Another way to counteract the effect of the estrogens is simply to interrupt the production of estrogens. Estrogens are made from their precursor: the male hormone "testosterone". The enzyme that converts male hormone into female hormone is called "aromatase". An aromatase inhibitor counteracts the aromatase enzyme. As a result, no female hormone is produced by the body at all. The substance is only given to menopausal women. Before menopause, the production of estrogens is still too abundant and the aromatase inhibitors are not sufficiently effective. After menopause, there is only local production of estrogen in certain tissues and breast cancer cells. That limited production is completely suppressed by aromatase inhibitors.

Aromatase inhibitors are given five years as standard. As with tamoxifen, the inhibitors are given for more than five years in extensive cancers. And just like tamoxifen, there are also side effects such as: weight gain, stiffness of the joints, fatigue, warmth, vagina dryness, bone loss. Sometimes the side effects are so strong that it is decided to replace aromatase inhibitors with tamoxifen. This is safe if the woman tries to take the aromatase inhibitors for three years. Aromatase inhibitors will also promote bone breakdown, which can lead to osteoporosis. In menopause when taking an aromatase inhibitor or when taking tamoxifen it is recommended to do a bone densitometry. It is also recommended to take bone strengthening agents.

In young women, with extensive tumors, the source of estrogen production, namely the ovaries, will be removed or stopped. Chemical castration can stop the pituitary gland by monthly injections. This stops the ovary from producing female hormone. In addition, an aromatase inhibitor can then also be given. The combination of these two treatments is very stressful.

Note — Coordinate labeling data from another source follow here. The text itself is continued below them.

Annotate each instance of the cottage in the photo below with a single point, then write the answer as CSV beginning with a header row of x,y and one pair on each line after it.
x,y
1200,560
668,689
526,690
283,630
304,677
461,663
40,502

When the basic treatments such as tamoxifen or aromatase inhibitors no longer work and there is therefore a relapse among these products, other "anti-hormonal" products can be administered. Certain substances will destroy the estrogen lock. On the other hand, certain antibodies or small molecules that act as a cell disruptor will be administered during anti-hormonal treatment. This is still a further line of treatment when there is a relapse.

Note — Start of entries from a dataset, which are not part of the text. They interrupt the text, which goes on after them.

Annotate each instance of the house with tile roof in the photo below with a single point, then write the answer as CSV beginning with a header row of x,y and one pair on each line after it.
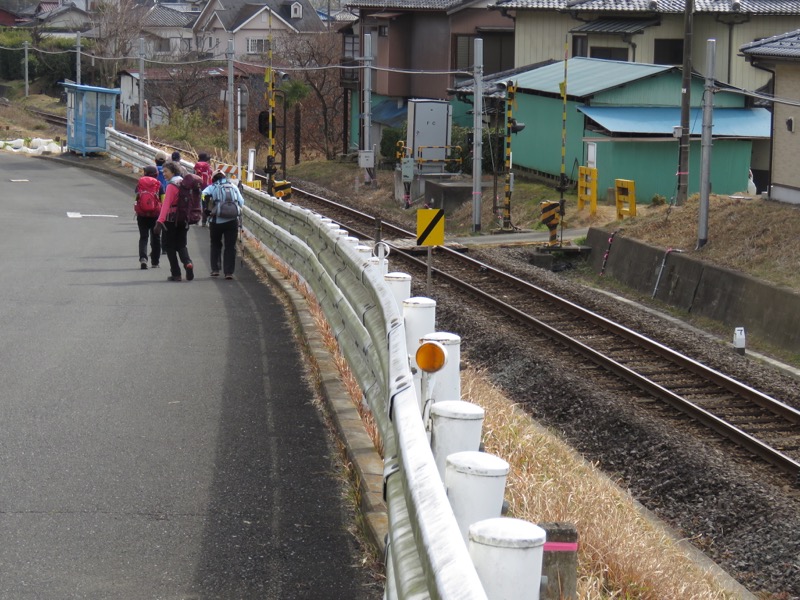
x,y
168,31
780,56
420,48
649,31
251,26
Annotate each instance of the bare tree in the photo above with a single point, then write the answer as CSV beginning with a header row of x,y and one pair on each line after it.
x,y
117,25
185,86
314,59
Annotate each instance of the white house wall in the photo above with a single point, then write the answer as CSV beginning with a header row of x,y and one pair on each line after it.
x,y
540,36
786,144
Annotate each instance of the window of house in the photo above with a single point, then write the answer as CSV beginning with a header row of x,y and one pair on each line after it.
x,y
609,53
257,46
668,52
580,45
161,45
498,52
464,52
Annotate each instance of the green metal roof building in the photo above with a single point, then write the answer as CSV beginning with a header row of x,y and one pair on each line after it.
x,y
623,114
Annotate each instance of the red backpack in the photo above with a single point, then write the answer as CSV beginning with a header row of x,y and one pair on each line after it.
x,y
188,205
148,199
203,170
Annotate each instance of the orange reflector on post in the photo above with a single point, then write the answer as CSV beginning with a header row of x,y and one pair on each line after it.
x,y
431,357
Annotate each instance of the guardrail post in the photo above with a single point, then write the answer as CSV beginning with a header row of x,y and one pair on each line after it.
x,y
455,427
400,286
475,484
560,562
507,554
419,315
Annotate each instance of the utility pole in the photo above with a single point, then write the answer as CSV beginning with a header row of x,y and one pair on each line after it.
x,y
78,58
707,142
477,136
229,56
141,83
367,140
686,98
25,46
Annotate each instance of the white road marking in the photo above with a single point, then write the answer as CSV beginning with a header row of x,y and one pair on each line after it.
x,y
72,215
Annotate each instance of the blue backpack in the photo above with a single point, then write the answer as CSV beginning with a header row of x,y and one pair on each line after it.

Immunotherapy: HER2-targeted therapy

About 20% of breast cancer patients have HER2 positive disease. HER2 is a protein expressed on the cell membrane. In patients with HER2 positive breast cancer, much more HER2 is expressed than usual. This ensures that the cancer cells grow and divide quickly. HER2-positive breast cancer is therefore associated with an aggressive course and a poorer prognosis in patients who do not receive (neo-) adjuvant treatment. This means that patients with HER2 positive breast cancer are almost always treated with chemotherapy in combination with HER2-targeted therapy (which significantly improves the prognosis).

Trastuzumab (Herceptine®) is a monoclonal antibody directed against HER2. In HER2 positive breast cancer, it is often associated with chemotherapy treatment. It is administered subcutaneously once every 3 weeks for a total treatment duration of 1 year. Usually it is well tolerated. The main side effect is a decrease in the pumping function of the heart. Usually this is asymptomatic and we see a spontaneous recovery if treatment is interrupted.

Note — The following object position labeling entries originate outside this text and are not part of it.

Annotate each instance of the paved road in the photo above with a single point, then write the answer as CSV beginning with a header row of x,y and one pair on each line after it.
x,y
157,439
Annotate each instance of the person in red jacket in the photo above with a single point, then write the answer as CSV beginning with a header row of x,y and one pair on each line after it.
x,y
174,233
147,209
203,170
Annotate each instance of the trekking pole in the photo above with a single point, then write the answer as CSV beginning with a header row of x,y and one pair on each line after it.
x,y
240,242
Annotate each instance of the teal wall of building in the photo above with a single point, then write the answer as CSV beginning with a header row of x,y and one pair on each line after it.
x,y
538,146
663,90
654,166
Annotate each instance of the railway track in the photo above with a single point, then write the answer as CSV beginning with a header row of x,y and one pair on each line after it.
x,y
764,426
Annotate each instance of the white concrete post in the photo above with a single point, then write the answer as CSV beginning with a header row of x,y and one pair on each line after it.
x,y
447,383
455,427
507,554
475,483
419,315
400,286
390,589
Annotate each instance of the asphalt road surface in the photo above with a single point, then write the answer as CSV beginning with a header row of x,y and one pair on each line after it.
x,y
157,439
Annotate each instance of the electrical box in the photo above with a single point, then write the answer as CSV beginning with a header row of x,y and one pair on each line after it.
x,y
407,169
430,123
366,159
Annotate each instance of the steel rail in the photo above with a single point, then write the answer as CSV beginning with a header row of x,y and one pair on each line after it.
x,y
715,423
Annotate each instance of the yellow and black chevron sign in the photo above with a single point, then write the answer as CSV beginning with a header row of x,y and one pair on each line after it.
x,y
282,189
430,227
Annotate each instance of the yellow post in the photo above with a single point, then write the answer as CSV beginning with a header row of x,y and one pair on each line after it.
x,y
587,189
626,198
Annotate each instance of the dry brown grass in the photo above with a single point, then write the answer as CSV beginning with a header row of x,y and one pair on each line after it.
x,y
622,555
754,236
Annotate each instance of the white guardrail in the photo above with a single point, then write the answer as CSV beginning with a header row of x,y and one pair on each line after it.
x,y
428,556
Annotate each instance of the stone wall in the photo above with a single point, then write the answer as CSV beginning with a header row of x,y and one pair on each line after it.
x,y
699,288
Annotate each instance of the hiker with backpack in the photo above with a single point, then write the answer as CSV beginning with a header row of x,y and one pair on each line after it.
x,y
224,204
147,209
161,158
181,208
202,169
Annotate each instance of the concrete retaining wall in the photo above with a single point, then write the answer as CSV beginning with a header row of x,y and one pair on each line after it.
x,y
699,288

Pertuzumab (Perjeta®) is another monoclonal antibody directed against HER2. It can be associated with treatment with trastuzumab in patients, including cancer cells in the axillary glands.

Trastuzumab-Emtansine (Kadcyla®) is a third product. It is an "antibody drug conjugate". This means that it is an antibody (in this case Trastuzumab) which is linked to a certain type of chemotherapy (in this case Emtansine). It is currently used in women in whom tumor cells are found during surgery after neoadjuvant treatment (chemotherapy with trastuzumab and pertuzumab or not). Trastuzumab-Emtansine is administered intravenously every three weeks, usually for 14x in total. It is often well tolerated.

The most common side effects are a decrease in blood platelets, an increase in liver values ​​in the blood, tingling in the fingers and toes, fatigue and gastrointestinal discomfort.